In other words, it is most significant that the same Paul who tells us that he experiences the ecstatic condition of being "caught up into paradise" also tells us that the scriptural characters and events are actually "an allegory," and that in fact the allegory has to do with the lower realm into which we are born as if into a prison, and the upper realm to which we actually all belong, and which in fact is "the mother of us all." 

The two go together: knowledge of the absolutely central importance of the ecstatic or trance condition (which can also be contacted through dreams and many other methods which are as varied as are the myriad different cultural expressions and experiences of the human race), and knowledge that the sacred stories are allegorical in nature and intended to convey to us the understanding of the importance of the spiritual realm from whence we come and to which we journey when we go into non-ordinary reality.
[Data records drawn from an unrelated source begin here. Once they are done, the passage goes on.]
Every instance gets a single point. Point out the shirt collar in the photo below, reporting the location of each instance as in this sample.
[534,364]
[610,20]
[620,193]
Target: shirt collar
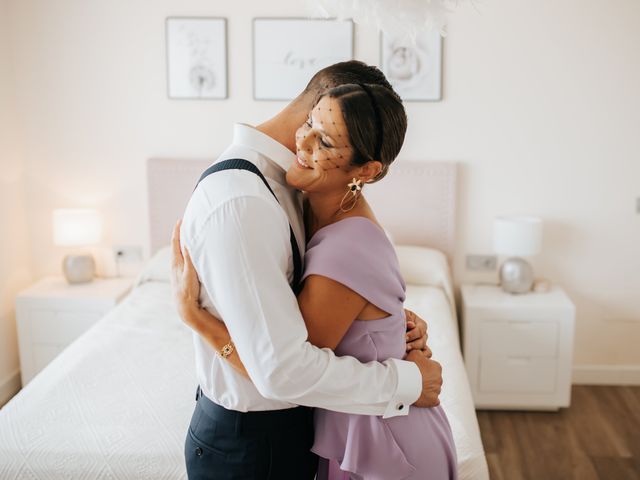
[254,139]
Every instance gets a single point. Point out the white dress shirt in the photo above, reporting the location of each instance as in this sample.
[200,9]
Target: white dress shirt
[238,238]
If that upper realm is the mother of us all, that means that we are all actually "native" to the spirit realm. The scriptures, with their celestial allegories, are meant to tell us that and remind us of that fact. So are the teachings of spiritual seers such as Paul.

The scriptures themselves plainly proclaim that they, along with the other sacred traditions the world over, are in fact shamanic in nature. The broadly shamanic (or broadly Gnostic) understanding of the scriptures was very widespread during the early centuries of Christianity, during the period that the advocates of the historical interpretation were hard at work establishing a literalistic and hierarchical form of Christianity to supplant the Gnostic understanding, and during which the literalist Christian authorities published numerous texts which had as their express central purpose the demonization of the Gnostics and everything that they taught and did. 

Massey also refers to these opponents of Gnosticism, who became the "fathers" of the literalist Christian faith, as "the literalisers" and the "de-Spiritualizers." 

We can see that these two labels place them squarely at odds with Paul himself, who taught an allegorical rather than a literal understanding of the texts, and who taught that the purpose of the allegory was to convey an understanding that is Spiritualizing or broadly shamanic in nature: an understanding of this material universe as being interpenetrated by and indeed generated from an invisible spirit realm, and an understanding of our human nature as being essentially native to the realm of spirit but temporarily plunged into physical incarnation, which is akin to a state of bondage.

This knowledge is extremely uplifting and empowering. It is plainly and abundantly evident throughout the scriptures of the Old and the New Testaments. The only real question we should ask ourselves is why someone would want to suppress it?